Worse, the space station has little scientific or diplomatic use. NASA's own list of 2001 accomplishments places the space station next-to-last. Almost nothing about the space station has appeared in peer-reviewed scientific journals. Although NASA says that 15 foreign nations take part in the program only three, Canada, Japan, and Russia, will actually help build the space station: The others have just promised to provide experiments when and if the station is ready.

One might still justify the space station, however, on the grounds of national pride, technology spin-offs or public interest. But today's space station uses off-the-shelf computer hardware and, as an explicitly international venture, does little for national pride. Modern astronauts hardly fit the mold of bold explorers. Given the space station's mechanical woes, indeed, they have become little more than space janitors. Every elementary-school science class includes lessons about the Voyager missions' grand tour of the outer solar system but who can name a space shuttle astronaut besides Christa McAuliffe?

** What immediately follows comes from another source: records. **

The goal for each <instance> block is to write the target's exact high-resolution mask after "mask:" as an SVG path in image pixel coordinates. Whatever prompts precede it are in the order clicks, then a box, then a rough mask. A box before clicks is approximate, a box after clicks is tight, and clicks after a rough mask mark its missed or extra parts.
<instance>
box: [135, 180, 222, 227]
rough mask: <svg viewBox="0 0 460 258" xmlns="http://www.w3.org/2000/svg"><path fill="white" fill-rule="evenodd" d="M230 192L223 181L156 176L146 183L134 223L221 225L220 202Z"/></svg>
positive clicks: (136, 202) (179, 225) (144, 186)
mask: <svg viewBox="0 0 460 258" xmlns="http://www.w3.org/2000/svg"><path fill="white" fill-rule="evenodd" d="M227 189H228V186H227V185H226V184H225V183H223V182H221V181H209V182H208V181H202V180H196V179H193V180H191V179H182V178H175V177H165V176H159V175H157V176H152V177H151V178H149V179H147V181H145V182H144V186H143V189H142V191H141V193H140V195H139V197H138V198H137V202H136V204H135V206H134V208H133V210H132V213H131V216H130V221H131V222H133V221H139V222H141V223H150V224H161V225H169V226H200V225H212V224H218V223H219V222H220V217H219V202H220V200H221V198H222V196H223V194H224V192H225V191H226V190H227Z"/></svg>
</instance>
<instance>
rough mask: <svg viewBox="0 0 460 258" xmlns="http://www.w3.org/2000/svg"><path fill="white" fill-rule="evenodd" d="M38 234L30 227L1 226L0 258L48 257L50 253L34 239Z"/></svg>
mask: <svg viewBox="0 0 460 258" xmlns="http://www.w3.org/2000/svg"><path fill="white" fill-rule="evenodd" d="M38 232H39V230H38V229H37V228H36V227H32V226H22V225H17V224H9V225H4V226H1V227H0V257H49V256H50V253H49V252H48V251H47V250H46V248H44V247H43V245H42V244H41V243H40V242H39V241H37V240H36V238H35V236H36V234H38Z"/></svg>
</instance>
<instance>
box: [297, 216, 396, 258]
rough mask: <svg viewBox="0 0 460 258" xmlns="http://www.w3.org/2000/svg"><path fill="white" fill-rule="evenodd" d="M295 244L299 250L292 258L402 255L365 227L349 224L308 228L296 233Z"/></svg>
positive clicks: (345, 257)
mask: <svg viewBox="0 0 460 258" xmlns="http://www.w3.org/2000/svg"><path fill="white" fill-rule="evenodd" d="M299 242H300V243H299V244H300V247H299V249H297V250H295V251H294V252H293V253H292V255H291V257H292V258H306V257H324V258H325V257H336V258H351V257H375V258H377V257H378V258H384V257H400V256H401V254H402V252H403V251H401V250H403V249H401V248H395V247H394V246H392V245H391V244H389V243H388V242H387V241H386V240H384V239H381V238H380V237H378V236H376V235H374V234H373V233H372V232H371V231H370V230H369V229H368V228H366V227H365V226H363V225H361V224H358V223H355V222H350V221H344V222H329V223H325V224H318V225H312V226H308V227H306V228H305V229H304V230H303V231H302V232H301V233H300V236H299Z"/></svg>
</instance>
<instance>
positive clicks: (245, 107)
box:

America's human-space-flight program produces bad, uninteresting science at immense cost. The best scientific missions, on the other hand, have produced much of public interest at modest cost. The Hubble Space Telescope and Chandra X-Ray observatory have vastly expanded knowledge of the distant corners of the universe along with stunning pictures. More exciting missions are already in progress: In three years, the Cassini-Huygens mission will begin to explore Saturn's moon Titian for organic molecules similar to those that gave rise to life on Earth.

New missions could answer important scientific questions and stimulate public interest in science. New space telescopes and comet-exploration missions could reveal the origins of our solar system and the universe. Probes might find life beneath the water-ice shell of Jupiter's moon Europa. A reconnaissance mapping of the asteroid belt could unlock vast mineral wealth. But space-station commitments don't leave any money for such ventures.

The private sector can do better. Already, the X Prize Foundation has attracted 22 competitors seeking a $10 million reward for building a reusable space-tourism vehicle. One Virginia company even books orbital flights — similar to the one John Glenn took in 1962 — for $98,000. And cash-strapped Russia has already sold two tourist slots on the international space station. Private space hotels could well launch within 25 years. Landing people on Mars and a return to the moon will need public-sector help but, even there, private companies could do important work. The government could provide tax credits and even X-Prize-style payoffs (in the billion-dollar range) for companies that produce the needed advances. But it doesn't need to specify build the hardware or even run the flights.

Given its international commitments and the vast sums already invested, NASA probably can't abandon the space station right away and, indeed, with private management, it could still produce scientific payoff. But cutting back obligations for the space station and other human space flight as quickly as possible and redirecting the money towards science offers the biggest payoffs. Americans have a future in space but the government doesn't need to take us there.